Pertunjukan Wayang Kulit

Foto: istimewa

SATUHARAPAN.COM – Kadang saya memainkan pertunjukan wayang kulit.  Saat gamelan mulai talu, tanda pertunjukan akan segera dimulai, saya segera beranjak, duduk bersila menghadap layar.  Saya perhatikan anak wayang yang diatur berjajar rapi di layar.  Saya amati juga anak wayang yang berada di dalam kotak dan yang ada di sebelah kanan saya yang diatur ”tidur” rapi di atas eblek.  Semua anak wayang siap dimainkan sesuai dengan lakon yang ada.  Alur atau plot secara pakem sudah jelas.  Anak wayang akan mulai dimainkan mulai pathet 6 ke pathet 9, dan selanjutnya berakhir pada pathet manyura.  Ketika pertunjukan dimulai, itu berarti sebagai dalang saya juga berpikir bagaimana pertunjukan nanti  harus diakhiri.

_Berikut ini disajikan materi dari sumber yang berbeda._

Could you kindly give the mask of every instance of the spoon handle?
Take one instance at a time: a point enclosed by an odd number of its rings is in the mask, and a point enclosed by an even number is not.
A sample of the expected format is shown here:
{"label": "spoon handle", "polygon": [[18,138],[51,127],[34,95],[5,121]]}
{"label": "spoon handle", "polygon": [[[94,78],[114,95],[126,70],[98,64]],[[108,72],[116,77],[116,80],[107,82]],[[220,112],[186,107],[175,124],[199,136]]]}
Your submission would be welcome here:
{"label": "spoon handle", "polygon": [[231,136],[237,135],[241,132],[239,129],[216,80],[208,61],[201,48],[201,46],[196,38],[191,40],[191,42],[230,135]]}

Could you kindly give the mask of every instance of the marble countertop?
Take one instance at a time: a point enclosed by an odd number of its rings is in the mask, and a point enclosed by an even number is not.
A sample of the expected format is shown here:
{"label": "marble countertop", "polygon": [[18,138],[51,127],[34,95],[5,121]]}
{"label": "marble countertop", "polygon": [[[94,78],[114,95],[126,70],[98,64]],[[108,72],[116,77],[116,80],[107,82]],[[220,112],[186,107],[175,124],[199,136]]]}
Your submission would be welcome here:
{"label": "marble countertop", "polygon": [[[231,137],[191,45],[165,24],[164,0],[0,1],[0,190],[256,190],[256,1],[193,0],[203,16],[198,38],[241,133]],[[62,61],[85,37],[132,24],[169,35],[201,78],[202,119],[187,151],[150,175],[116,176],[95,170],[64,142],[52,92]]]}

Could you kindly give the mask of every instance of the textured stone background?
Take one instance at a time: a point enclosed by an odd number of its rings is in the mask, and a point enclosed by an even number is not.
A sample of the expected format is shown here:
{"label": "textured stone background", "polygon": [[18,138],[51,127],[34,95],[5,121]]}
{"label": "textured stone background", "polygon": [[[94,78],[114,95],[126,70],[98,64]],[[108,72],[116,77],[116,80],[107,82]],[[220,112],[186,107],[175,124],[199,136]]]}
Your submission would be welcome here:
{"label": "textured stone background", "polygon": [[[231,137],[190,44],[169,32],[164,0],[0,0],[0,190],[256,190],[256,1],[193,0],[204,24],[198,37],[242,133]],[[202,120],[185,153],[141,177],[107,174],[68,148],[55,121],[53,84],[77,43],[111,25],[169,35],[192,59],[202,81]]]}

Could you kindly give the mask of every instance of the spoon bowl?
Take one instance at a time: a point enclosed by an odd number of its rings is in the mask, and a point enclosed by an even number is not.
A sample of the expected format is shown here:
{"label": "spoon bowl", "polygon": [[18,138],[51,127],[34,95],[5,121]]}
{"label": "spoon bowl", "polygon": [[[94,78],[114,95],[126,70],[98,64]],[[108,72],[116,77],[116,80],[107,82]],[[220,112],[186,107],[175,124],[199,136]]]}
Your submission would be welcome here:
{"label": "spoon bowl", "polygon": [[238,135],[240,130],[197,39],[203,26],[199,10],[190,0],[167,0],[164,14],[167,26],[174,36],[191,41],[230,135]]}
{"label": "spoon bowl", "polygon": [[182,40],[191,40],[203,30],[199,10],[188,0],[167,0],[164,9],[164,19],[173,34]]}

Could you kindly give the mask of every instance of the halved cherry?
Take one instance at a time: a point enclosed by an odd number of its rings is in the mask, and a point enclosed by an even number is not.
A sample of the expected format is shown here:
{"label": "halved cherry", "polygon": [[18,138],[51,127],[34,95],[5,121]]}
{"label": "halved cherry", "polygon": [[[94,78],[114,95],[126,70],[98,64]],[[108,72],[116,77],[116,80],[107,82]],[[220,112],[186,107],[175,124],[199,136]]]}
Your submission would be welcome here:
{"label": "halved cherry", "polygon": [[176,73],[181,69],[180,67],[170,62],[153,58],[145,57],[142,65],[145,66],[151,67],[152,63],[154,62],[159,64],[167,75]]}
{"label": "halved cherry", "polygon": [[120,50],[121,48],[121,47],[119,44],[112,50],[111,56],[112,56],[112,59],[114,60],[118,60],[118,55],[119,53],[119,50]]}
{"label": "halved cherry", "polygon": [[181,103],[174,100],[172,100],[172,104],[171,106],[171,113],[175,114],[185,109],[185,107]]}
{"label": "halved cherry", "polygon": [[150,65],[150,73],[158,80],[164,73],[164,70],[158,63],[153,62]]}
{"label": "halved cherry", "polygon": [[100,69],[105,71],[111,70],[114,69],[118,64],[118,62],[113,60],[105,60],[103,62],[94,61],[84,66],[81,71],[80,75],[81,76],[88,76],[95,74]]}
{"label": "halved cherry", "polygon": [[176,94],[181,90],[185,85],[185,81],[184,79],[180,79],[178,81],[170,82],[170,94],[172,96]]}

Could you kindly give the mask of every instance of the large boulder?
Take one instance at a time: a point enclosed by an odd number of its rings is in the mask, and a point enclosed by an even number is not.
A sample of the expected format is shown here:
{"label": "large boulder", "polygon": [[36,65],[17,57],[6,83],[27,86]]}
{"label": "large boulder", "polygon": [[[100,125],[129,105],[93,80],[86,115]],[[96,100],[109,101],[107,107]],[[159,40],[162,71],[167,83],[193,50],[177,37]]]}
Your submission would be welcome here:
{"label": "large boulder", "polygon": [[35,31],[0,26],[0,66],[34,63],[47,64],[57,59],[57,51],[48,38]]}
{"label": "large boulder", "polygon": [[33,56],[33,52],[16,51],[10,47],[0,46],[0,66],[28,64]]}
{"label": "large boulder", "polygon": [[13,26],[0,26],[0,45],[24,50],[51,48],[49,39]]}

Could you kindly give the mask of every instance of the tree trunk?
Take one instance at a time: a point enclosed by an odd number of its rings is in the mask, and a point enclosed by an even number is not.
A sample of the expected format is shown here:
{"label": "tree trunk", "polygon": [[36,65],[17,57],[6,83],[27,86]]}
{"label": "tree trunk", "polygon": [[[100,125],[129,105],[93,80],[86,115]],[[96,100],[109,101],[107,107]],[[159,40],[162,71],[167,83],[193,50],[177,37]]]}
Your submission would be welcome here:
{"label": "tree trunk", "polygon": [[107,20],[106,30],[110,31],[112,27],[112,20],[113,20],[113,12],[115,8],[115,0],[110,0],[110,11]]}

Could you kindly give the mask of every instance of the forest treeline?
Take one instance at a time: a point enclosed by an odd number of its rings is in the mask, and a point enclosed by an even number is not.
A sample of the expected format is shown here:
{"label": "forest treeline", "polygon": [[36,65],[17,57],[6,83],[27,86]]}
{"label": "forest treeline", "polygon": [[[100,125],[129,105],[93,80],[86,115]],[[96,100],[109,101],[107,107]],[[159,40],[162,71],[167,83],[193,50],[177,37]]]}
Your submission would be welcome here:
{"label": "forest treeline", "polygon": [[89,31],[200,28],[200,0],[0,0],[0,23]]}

Tidak saja pada pertunjukan wayang kulit, tetapi sesungguhnya apa pun yang ada di dunia ini ada masa-masa ”dimulai’ dan ada pula masa-masa ”diakhiri”, termasuk kehidupan seorang manusia di dalamnya.  Manusia lahir dan kemudian mati.  Jika segala sesuatunya sudah berakhir, pertanyaannya: bagaimana manusia seharusnya menjalani kehidupannya di dunia ini?

Kita menjadi terheran-heran dengan kasus-kasus yang terjadi di negeri ini.  Korupsi, meski diakui menjadi biang keladi kemiskinan dan kebobrokan moral, tetapi tetap saja hingar bingar dilakoni.  Contoh kasus: Akil Mochtar, mantan ketua MK, yang memiliki komitmen memberantas korupsi, malah dia sendiri yang terancam dijebloskan penjara karena melakukan korupsi.  Sungguh ironis.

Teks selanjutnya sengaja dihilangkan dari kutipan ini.